In order to redeem us lost and condemned creatures, Jesus Christ the Word of God incarnate suffered this way on the cross in our place. Through His suffering, bleeding, and dying, Jesus purchased and won for everyone with “His holy, precious blood” the forgiveness of sin and eternal life. You see, God’s Word, Jesus Christ, does more than just tell us about God’s mercy and forgiveness. He effects and accomplishes that forgiveness and mercy. God’s Word speaks as loudly as His action when He says, “It shall not return to me empty! It shall accomplish that which I purpose, and shall succeed in the thing for which I sent it! It is finished!” The work of saving humanity from sin is complete.
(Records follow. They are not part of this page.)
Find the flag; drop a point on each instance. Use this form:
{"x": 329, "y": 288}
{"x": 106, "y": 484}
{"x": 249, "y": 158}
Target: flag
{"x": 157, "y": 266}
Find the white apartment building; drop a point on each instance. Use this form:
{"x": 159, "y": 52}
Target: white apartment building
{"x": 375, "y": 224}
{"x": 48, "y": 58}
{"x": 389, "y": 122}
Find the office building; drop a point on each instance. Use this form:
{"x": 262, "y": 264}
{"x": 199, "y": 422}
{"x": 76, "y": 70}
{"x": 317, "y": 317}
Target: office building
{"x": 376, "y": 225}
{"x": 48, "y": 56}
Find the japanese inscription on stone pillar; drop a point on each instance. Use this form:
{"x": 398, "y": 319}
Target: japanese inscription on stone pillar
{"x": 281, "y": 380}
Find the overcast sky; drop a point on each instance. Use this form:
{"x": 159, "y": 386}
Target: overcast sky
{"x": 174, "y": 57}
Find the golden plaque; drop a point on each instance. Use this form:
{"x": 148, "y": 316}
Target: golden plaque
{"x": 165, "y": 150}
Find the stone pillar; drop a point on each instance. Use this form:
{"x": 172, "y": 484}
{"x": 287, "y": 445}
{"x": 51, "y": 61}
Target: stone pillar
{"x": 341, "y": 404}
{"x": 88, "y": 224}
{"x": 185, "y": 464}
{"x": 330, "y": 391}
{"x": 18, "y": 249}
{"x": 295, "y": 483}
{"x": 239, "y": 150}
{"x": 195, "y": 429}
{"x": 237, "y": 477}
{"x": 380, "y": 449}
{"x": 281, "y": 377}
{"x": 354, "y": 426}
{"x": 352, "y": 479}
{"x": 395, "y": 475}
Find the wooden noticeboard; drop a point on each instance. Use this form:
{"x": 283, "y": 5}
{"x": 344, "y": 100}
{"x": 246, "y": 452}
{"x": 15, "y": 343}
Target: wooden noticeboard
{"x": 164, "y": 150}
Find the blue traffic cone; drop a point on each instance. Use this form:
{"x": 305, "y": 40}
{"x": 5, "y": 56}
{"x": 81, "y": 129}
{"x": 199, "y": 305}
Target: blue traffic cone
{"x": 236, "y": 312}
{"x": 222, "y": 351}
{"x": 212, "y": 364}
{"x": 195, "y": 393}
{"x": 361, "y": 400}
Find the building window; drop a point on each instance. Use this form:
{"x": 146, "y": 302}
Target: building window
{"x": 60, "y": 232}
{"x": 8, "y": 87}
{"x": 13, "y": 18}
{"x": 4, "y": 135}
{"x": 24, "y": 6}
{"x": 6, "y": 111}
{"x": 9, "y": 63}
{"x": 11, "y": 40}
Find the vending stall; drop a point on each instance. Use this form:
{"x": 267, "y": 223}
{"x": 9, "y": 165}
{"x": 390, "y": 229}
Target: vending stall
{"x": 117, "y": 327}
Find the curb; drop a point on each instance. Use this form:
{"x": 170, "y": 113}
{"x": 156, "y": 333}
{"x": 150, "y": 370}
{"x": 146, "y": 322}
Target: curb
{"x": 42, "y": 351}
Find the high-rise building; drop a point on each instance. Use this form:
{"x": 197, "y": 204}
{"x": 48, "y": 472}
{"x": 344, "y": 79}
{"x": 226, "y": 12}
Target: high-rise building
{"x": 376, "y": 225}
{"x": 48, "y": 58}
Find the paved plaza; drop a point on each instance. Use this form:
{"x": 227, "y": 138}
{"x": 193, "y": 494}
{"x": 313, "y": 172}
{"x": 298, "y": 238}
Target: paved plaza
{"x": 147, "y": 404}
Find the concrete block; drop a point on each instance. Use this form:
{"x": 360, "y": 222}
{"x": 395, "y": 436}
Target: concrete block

The work of restoring people to God’s favor is done, the exile from God is over.
The alienation that the Fall into sin brought about has been removed by Jesus’ work on the cross. On account of Jesus who died and rose for us, God is at one with us and we are once again one with our heavenly Father. What the Word of God has brought about through His suffering, death, and resurrection is our unity with God. Through faith in Jesus, we are no longer separated. The division begun in Eden has been healed. You and I now stand before God with our sins forgiven. There is no condemnation. There is nothing to keep us from our Lord and God—no dividing wall, no exile. In fact, what we have to look forward to as believers in Jesus is a new creation, a new Eden, with pristine beauty.
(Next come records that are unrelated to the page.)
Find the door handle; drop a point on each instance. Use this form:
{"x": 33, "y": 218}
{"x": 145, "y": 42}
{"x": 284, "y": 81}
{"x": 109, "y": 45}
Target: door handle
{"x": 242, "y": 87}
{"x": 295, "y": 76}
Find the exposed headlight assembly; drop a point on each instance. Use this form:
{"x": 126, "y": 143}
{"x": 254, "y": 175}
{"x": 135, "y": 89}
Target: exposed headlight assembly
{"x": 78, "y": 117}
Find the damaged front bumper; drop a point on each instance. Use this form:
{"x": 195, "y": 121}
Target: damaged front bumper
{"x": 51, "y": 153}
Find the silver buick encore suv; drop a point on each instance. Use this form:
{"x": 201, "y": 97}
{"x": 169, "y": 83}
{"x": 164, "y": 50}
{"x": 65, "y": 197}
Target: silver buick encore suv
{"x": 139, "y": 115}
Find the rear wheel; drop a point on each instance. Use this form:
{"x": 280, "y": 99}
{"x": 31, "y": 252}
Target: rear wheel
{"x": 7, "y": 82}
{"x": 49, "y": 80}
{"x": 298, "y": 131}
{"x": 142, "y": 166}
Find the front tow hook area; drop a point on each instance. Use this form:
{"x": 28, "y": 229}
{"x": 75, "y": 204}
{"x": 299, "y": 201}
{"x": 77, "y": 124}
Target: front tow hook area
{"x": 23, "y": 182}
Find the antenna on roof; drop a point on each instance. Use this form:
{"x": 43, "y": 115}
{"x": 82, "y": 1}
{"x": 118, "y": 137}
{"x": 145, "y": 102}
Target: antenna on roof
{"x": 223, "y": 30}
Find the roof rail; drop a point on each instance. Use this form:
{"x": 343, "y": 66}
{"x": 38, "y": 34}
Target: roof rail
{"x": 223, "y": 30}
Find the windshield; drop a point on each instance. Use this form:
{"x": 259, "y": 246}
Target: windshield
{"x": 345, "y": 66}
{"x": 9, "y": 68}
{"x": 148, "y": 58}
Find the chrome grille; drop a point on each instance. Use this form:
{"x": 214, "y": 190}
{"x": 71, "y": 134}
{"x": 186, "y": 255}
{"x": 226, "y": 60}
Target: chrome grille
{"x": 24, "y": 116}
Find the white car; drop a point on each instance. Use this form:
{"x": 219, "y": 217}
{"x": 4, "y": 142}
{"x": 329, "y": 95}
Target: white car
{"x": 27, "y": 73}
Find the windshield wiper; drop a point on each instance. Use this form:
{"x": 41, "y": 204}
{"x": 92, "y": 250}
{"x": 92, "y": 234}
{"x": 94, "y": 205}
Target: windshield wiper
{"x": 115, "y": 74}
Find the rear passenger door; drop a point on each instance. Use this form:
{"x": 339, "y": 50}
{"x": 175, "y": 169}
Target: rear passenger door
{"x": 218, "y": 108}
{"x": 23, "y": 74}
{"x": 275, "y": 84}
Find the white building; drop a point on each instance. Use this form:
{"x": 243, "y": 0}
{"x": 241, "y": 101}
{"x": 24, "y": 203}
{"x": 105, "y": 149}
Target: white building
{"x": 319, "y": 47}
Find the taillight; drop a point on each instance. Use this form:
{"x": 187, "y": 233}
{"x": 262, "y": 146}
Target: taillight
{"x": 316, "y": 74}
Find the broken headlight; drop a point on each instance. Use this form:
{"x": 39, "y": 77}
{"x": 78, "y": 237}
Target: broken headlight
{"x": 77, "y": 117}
John, in the revelatory unveiling that Jesus gave him, sees the fulfillment of Isaiah’s words, the fulfillment of what we have to look forward to in Eden restored. “Then I saw a new heaven and a new earth, for the first heaven and the first earth had passed away, and the sea was no more. . . . Then the angel showed me the river of the water of life, bright as crystal, flowing from the throne of God and of the Lamb through the middle of the street of the city; also, on either side of the river, the tree of life with its twelve kinds of fruit, yielding its fruit each month. The leaves of the tree were for the healing of the nations. No longer will there be anything accursed, but the throne of God and of the Lamb will be in it, and his servants will worship him. They will see his face, and his name will be on their foreheads. And night will be no more. They will need no light of lamp or sun, for the Lord God will be their light, and they will reign forever and ever” (Rev. 21:1; 22:1-5 ESV).
The spiritual power of God and of the Lamb, Jesus, will forever sustain the common life of God’s people with Him in this new creation. In the new Eden, there is life, eternal life with the triune God. There will no longer be the curse of sin. There will be only God’s eternal blessing. And there, we in body and soul will see God face to face as Adam and Eve did so long ago in Paradise. We, together with all the people of God in Christ Jesus will be praising and worshiping God with our voices and our actions.
So rejoice! The exile is over! The Word of God, Jesus Christ, has redeemed you from sin and death. He has restored you to the Father. Look forward in faith to your eternal life in body and soul in the new creation where the Church will praise our God and Savior in “the holy, holy, holy, Celebration jubilee” (LSB 680:5). Amen.